🤖 AI Summary
Existing deep learning fault classification frameworks fail to identify attention-specific defects, rendering fault diagnosis inoperable. Method: Through an empirical study of 555 real-world attention-related faults across 96 open-source projects from 10 mainstream frameworks, we propose the first fault taxonomy for attention-based neural networks—comprising seven categories—and derive four evidence-based diagnostic heuristics. We further employ data mining, attribution analysis, and symptom-to-cause modeling to systematically investigate root causes. Contribution/Results: Our heuristics explain 33.0% of attention-specific faults; over half of such faults are traced to inherent architectural mechanisms of attention models.
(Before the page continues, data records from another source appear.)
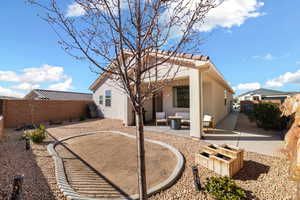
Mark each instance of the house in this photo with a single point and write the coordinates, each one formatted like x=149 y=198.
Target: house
x=198 y=88
x=39 y=94
x=264 y=94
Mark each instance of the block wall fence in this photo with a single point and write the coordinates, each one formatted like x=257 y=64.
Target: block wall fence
x=24 y=112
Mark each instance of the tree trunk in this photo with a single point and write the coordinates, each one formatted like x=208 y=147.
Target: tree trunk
x=141 y=154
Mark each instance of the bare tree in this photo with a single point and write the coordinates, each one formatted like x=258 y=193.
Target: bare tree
x=128 y=40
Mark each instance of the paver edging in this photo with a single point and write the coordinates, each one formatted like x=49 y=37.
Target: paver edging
x=72 y=195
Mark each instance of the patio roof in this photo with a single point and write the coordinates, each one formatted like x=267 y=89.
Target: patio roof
x=191 y=60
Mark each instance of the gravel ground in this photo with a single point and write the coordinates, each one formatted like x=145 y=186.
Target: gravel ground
x=263 y=177
x=36 y=165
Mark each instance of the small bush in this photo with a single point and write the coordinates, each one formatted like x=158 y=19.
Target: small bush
x=82 y=118
x=267 y=115
x=38 y=135
x=224 y=188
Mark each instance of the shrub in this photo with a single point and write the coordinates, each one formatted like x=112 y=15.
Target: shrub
x=267 y=115
x=224 y=188
x=82 y=118
x=38 y=135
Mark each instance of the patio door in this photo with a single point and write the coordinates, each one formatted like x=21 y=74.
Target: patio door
x=157 y=104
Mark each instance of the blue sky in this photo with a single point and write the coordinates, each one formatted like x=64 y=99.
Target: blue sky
x=253 y=44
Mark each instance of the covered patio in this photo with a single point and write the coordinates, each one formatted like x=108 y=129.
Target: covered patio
x=197 y=90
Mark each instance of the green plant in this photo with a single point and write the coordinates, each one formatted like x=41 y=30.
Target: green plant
x=224 y=188
x=267 y=115
x=37 y=135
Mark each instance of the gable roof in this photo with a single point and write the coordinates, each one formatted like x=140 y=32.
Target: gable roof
x=60 y=95
x=264 y=92
x=186 y=56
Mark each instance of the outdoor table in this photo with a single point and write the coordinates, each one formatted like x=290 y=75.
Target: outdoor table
x=175 y=122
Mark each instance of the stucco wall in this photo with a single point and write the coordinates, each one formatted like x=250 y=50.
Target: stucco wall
x=21 y=112
x=118 y=101
x=168 y=97
x=1 y=127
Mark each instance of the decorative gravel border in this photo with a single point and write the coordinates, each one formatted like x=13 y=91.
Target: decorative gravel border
x=68 y=191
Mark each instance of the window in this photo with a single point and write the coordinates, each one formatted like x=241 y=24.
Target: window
x=108 y=98
x=101 y=99
x=256 y=98
x=181 y=97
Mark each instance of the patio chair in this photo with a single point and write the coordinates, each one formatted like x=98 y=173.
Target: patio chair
x=185 y=117
x=161 y=118
x=208 y=122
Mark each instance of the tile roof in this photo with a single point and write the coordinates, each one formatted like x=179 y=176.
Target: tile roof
x=62 y=95
x=161 y=52
x=264 y=92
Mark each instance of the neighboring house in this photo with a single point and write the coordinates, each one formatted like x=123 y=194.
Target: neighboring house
x=39 y=94
x=198 y=88
x=264 y=94
x=7 y=97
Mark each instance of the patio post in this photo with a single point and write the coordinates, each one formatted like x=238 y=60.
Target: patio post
x=196 y=103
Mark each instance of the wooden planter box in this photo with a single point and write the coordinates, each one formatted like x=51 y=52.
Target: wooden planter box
x=203 y=158
x=225 y=160
x=233 y=152
x=224 y=165
x=212 y=148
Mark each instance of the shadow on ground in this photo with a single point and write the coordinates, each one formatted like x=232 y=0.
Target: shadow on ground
x=33 y=164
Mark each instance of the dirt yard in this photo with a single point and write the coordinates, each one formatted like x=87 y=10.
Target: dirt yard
x=263 y=177
x=115 y=157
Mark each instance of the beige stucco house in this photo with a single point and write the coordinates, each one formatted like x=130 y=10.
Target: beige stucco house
x=197 y=87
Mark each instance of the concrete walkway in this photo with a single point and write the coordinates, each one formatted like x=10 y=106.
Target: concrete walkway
x=255 y=139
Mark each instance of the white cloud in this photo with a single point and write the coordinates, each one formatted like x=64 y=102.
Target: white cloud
x=63 y=86
x=267 y=57
x=26 y=86
x=247 y=86
x=288 y=77
x=10 y=92
x=75 y=10
x=46 y=73
x=8 y=76
x=231 y=13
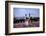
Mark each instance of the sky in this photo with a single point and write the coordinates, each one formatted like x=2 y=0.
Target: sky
x=20 y=12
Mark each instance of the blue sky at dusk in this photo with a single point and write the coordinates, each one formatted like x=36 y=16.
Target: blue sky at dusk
x=20 y=12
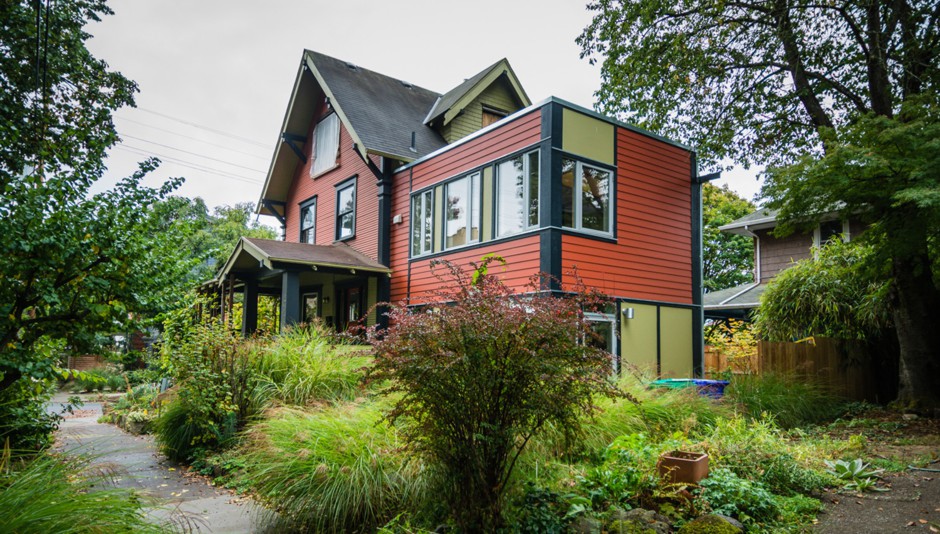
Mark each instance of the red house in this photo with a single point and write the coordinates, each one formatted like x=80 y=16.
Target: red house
x=374 y=177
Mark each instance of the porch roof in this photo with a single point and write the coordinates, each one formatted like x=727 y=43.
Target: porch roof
x=252 y=254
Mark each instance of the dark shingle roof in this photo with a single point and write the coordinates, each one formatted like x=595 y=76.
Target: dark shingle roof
x=335 y=255
x=383 y=111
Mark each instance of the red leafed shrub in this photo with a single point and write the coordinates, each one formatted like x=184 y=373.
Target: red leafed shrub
x=473 y=378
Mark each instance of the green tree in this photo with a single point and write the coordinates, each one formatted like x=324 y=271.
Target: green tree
x=474 y=381
x=74 y=263
x=727 y=260
x=758 y=82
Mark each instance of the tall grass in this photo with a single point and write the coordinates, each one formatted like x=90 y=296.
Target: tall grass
x=307 y=365
x=790 y=400
x=337 y=468
x=64 y=495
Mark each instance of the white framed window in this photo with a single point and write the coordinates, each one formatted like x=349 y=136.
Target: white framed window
x=325 y=145
x=346 y=209
x=586 y=193
x=517 y=194
x=422 y=223
x=462 y=210
x=308 y=221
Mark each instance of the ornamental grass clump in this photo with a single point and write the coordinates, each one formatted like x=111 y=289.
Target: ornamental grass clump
x=475 y=378
x=337 y=468
x=307 y=365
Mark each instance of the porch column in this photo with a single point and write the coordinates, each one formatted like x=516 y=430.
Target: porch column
x=250 y=310
x=290 y=299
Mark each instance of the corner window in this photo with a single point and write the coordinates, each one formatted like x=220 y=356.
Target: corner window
x=308 y=221
x=517 y=194
x=585 y=197
x=462 y=223
x=346 y=210
x=422 y=223
x=325 y=144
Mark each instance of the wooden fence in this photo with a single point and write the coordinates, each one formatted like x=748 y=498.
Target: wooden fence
x=845 y=368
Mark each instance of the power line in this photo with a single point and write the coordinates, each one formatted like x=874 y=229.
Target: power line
x=191 y=153
x=207 y=128
x=188 y=164
x=144 y=124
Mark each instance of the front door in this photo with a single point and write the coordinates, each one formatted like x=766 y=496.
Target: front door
x=351 y=306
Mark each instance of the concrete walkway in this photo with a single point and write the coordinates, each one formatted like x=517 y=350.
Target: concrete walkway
x=188 y=501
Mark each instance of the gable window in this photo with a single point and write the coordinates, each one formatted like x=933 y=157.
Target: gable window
x=346 y=209
x=585 y=197
x=462 y=224
x=308 y=221
x=491 y=115
x=325 y=144
x=422 y=223
x=517 y=194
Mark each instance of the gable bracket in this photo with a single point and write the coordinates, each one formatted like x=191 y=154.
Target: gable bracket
x=272 y=206
x=291 y=139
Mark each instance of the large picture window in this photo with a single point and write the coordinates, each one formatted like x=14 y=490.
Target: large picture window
x=422 y=223
x=585 y=197
x=325 y=144
x=346 y=210
x=308 y=221
x=517 y=194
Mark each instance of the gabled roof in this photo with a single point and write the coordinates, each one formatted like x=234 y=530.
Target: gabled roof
x=379 y=112
x=255 y=254
x=451 y=103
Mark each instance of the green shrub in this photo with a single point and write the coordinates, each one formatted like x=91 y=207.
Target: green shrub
x=728 y=494
x=65 y=495
x=479 y=378
x=338 y=468
x=307 y=365
x=792 y=401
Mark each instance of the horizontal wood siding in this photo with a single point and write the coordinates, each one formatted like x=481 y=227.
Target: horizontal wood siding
x=502 y=141
x=303 y=187
x=652 y=256
x=776 y=254
x=522 y=262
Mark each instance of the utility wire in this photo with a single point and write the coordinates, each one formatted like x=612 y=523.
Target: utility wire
x=191 y=153
x=189 y=164
x=213 y=130
x=229 y=148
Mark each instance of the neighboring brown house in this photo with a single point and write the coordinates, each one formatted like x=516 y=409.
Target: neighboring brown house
x=771 y=255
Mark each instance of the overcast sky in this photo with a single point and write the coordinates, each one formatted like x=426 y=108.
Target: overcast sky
x=215 y=76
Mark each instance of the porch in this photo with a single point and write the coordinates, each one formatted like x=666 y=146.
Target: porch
x=333 y=283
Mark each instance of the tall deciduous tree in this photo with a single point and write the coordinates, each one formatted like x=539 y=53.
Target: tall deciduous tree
x=73 y=263
x=727 y=260
x=779 y=82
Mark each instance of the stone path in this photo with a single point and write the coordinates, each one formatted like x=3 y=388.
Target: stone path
x=188 y=501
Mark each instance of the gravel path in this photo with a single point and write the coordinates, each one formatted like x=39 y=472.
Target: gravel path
x=188 y=500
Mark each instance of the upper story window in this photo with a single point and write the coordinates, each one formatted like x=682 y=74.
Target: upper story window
x=517 y=194
x=462 y=225
x=585 y=197
x=325 y=144
x=422 y=223
x=346 y=209
x=308 y=221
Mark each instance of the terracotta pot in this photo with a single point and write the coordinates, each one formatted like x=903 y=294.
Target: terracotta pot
x=683 y=467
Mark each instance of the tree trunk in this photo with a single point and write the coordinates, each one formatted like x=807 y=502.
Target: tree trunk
x=915 y=310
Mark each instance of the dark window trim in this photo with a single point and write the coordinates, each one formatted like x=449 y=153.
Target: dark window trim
x=312 y=201
x=347 y=183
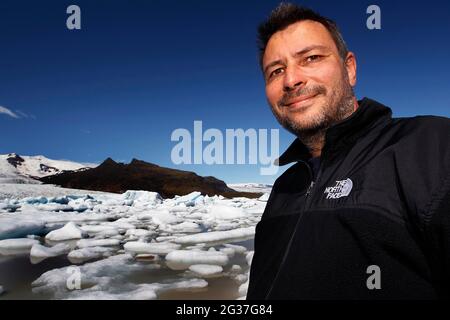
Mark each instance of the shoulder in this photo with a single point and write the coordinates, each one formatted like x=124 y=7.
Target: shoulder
x=424 y=124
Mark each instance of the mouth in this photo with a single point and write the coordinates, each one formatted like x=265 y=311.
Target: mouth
x=300 y=102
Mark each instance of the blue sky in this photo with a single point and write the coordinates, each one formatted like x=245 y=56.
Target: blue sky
x=137 y=70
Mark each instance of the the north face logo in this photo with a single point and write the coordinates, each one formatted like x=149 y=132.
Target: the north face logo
x=341 y=189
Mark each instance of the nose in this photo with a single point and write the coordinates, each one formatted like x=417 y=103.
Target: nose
x=293 y=79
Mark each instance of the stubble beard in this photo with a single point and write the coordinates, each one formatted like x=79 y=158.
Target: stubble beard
x=339 y=106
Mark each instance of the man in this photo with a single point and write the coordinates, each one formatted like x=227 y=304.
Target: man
x=364 y=213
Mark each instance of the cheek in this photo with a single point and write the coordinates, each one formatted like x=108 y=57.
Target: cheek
x=328 y=76
x=273 y=93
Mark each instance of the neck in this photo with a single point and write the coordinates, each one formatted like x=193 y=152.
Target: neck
x=316 y=142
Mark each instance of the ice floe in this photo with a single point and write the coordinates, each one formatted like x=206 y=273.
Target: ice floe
x=161 y=248
x=69 y=232
x=39 y=252
x=183 y=259
x=177 y=244
x=16 y=246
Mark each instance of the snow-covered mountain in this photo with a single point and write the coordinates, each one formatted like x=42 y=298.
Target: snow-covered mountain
x=23 y=169
x=251 y=187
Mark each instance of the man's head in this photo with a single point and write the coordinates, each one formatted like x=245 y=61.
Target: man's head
x=308 y=71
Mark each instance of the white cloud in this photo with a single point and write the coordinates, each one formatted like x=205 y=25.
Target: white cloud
x=8 y=112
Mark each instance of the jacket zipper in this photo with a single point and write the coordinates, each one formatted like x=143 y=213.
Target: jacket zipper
x=308 y=196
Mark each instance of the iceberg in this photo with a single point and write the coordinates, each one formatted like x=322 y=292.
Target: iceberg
x=69 y=232
x=39 y=252
x=16 y=246
x=183 y=259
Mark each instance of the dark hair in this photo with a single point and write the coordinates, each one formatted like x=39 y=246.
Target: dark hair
x=288 y=13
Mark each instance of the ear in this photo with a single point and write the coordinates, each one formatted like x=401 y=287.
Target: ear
x=350 y=65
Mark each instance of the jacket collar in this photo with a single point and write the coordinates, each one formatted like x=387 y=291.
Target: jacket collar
x=342 y=134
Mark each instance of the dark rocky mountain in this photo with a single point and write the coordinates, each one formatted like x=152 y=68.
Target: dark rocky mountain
x=111 y=176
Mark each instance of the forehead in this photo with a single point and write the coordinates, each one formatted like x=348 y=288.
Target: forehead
x=296 y=37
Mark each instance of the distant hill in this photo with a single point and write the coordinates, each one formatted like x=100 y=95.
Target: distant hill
x=15 y=168
x=111 y=176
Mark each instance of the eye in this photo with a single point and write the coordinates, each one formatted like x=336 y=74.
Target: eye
x=275 y=72
x=313 y=58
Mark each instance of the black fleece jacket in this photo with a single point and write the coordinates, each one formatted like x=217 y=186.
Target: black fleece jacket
x=381 y=199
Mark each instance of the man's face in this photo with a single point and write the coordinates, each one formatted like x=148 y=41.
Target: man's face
x=308 y=85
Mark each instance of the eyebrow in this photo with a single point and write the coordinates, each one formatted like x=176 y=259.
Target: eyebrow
x=297 y=54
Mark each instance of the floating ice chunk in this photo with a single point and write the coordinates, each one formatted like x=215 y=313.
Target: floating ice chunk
x=146 y=257
x=34 y=200
x=96 y=228
x=165 y=238
x=142 y=198
x=226 y=226
x=54 y=207
x=189 y=199
x=162 y=248
x=183 y=259
x=243 y=288
x=218 y=236
x=85 y=243
x=206 y=270
x=107 y=276
x=237 y=249
x=140 y=233
x=249 y=257
x=235 y=268
x=14 y=227
x=240 y=278
x=264 y=197
x=16 y=246
x=122 y=224
x=39 y=252
x=90 y=253
x=186 y=227
x=144 y=291
x=162 y=218
x=228 y=251
x=225 y=212
x=69 y=232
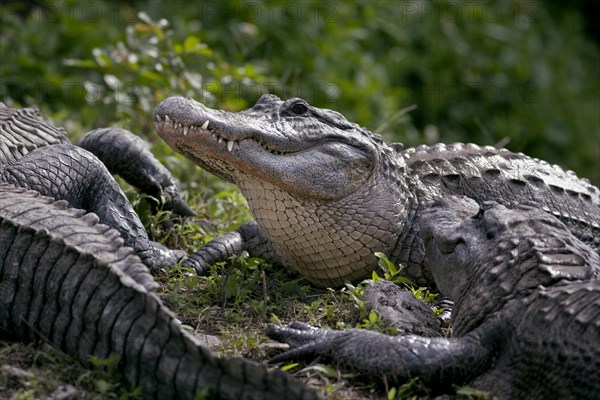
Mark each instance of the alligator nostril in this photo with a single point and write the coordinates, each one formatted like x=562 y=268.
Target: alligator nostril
x=448 y=246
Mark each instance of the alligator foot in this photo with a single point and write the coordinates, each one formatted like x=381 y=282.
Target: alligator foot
x=128 y=156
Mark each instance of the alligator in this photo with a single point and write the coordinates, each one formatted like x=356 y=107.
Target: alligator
x=37 y=155
x=328 y=194
x=71 y=270
x=526 y=317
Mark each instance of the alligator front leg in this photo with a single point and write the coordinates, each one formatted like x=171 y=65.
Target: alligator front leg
x=128 y=156
x=439 y=362
x=69 y=280
x=248 y=237
x=67 y=172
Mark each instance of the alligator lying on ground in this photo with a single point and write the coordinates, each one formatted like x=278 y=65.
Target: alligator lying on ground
x=526 y=316
x=68 y=278
x=327 y=194
x=38 y=156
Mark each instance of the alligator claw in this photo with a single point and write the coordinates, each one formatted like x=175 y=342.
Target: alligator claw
x=306 y=342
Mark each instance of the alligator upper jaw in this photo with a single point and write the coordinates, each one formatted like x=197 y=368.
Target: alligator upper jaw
x=233 y=145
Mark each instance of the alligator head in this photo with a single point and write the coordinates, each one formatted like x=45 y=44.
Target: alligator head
x=326 y=192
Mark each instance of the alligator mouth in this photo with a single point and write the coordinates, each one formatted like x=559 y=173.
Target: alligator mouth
x=235 y=145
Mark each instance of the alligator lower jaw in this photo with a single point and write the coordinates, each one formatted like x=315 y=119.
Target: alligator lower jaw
x=173 y=132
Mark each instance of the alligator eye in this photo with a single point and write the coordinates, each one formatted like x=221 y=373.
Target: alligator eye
x=299 y=109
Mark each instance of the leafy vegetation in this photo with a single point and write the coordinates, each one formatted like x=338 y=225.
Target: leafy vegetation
x=501 y=73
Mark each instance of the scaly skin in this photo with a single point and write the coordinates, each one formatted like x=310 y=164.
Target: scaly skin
x=327 y=194
x=68 y=279
x=37 y=155
x=526 y=320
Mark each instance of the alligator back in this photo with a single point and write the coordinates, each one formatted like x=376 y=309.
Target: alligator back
x=24 y=130
x=490 y=174
x=66 y=278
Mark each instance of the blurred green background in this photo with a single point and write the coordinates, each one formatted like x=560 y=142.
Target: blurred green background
x=519 y=74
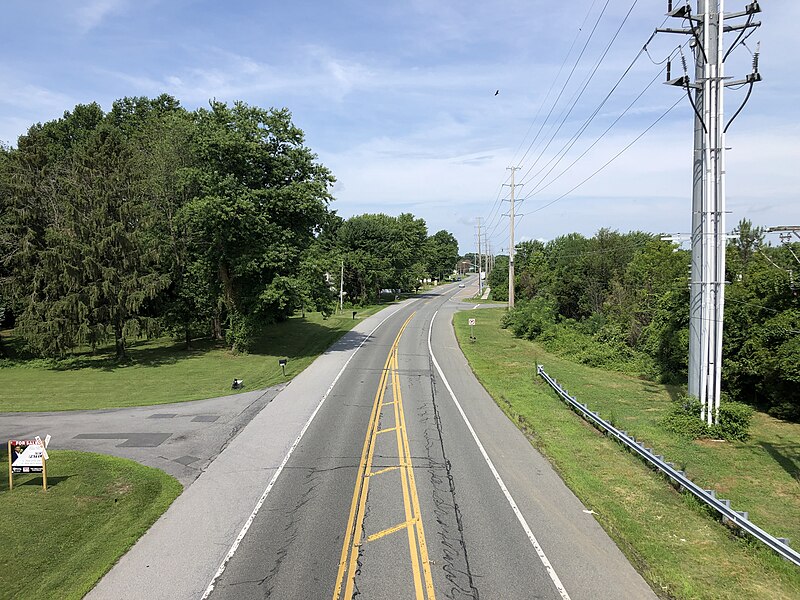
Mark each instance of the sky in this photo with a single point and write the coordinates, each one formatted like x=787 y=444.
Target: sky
x=421 y=106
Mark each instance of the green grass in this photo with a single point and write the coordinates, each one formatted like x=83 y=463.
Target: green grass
x=57 y=544
x=160 y=371
x=677 y=545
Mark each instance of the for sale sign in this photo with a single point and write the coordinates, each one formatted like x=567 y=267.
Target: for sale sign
x=26 y=456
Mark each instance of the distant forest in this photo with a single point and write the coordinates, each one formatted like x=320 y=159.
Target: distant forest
x=626 y=298
x=150 y=218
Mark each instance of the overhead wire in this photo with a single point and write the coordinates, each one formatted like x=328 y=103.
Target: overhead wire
x=580 y=93
x=566 y=83
x=606 y=164
x=553 y=83
x=561 y=154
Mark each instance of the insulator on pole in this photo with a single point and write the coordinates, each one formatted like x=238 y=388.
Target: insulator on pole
x=755 y=57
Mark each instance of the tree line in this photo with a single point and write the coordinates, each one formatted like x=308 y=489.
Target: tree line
x=628 y=295
x=151 y=218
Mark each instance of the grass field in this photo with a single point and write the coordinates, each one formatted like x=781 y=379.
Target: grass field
x=671 y=539
x=161 y=371
x=57 y=544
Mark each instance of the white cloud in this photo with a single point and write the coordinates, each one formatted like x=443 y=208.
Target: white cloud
x=90 y=13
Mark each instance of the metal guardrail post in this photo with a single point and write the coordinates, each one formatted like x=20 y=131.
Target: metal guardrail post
x=708 y=497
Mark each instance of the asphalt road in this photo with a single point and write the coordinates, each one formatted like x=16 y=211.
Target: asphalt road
x=391 y=494
x=367 y=475
x=181 y=439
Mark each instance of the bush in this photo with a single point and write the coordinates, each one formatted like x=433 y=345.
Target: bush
x=684 y=419
x=530 y=319
x=734 y=421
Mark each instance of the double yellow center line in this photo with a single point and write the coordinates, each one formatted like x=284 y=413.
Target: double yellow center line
x=354 y=535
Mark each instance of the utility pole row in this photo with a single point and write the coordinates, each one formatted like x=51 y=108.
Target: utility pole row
x=511 y=240
x=708 y=237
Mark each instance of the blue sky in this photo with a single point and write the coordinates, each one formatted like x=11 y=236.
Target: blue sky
x=398 y=99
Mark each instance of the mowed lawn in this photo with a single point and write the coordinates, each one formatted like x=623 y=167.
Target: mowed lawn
x=677 y=545
x=160 y=371
x=57 y=544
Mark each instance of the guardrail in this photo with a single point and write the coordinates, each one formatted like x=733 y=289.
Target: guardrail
x=708 y=497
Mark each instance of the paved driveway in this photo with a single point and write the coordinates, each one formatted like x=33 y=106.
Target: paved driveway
x=181 y=439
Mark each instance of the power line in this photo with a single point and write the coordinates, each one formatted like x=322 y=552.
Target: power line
x=615 y=157
x=580 y=93
x=569 y=77
x=537 y=189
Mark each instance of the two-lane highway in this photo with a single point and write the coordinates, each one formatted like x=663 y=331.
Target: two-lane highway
x=410 y=483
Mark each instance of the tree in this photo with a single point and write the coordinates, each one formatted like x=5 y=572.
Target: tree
x=261 y=199
x=95 y=263
x=442 y=254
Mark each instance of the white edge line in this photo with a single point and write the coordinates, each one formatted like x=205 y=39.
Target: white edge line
x=548 y=567
x=272 y=481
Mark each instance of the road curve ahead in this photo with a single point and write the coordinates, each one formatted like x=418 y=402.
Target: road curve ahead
x=409 y=482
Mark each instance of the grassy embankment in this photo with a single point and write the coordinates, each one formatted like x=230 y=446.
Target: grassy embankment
x=671 y=538
x=57 y=544
x=160 y=371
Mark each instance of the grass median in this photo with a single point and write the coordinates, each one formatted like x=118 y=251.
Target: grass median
x=57 y=544
x=677 y=545
x=161 y=370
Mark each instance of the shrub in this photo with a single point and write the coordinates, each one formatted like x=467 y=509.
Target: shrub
x=734 y=421
x=530 y=319
x=684 y=419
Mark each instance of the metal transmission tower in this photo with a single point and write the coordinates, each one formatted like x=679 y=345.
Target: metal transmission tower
x=513 y=186
x=707 y=290
x=480 y=259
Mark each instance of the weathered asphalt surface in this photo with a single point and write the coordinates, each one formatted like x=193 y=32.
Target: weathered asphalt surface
x=476 y=545
x=181 y=439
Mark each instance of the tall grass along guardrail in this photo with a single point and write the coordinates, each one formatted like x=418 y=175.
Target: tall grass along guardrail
x=708 y=497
This work bridges a critical gap in fault tolerance research for attention models, significantly enhancing debugging efficiency and model reliability.
📝 Abstract
Attention mechanisms are at the core of modern neural architectures, powering systems ranging from ChatGPT to autonomous vehicles and driving a major economic impact. However, high-profile failures, such as ChatGPT's nonsensical outputs or Google's suspension of Gemini's image generation due to attention weight errors, highlight a critical gap: existing deep learning fault taxonomies might not adequately capture the unique failures introduced by attention mechanisms. This gap leaves practitioners without actionable diagnostic guidance. To address this gap, we present the first comprehensive empirical study of faults in attention-based neural networks (ABNNs). Our work is based on a systematic analysis of 555 real-world faults collected from 96 projects across ten frameworks, including GitHub, Hugging Face, and Stack Overflow. Through our analysis, we develop a novel taxonomy comprising seven attention-specific fault categories, not captured by existing work. Our results show that over half of the ABNN faults arise from mechanisms unique to attention architectures. We further analyze the root causes and manifestations of these faults through various symptoms. Finally, by analyzing symptom-root cause associations, we identify four evidence-based diagnostic heuristics that explain 33.0% of attention-specific faults, offering the first systematic diagnostic guidance for attention-based models.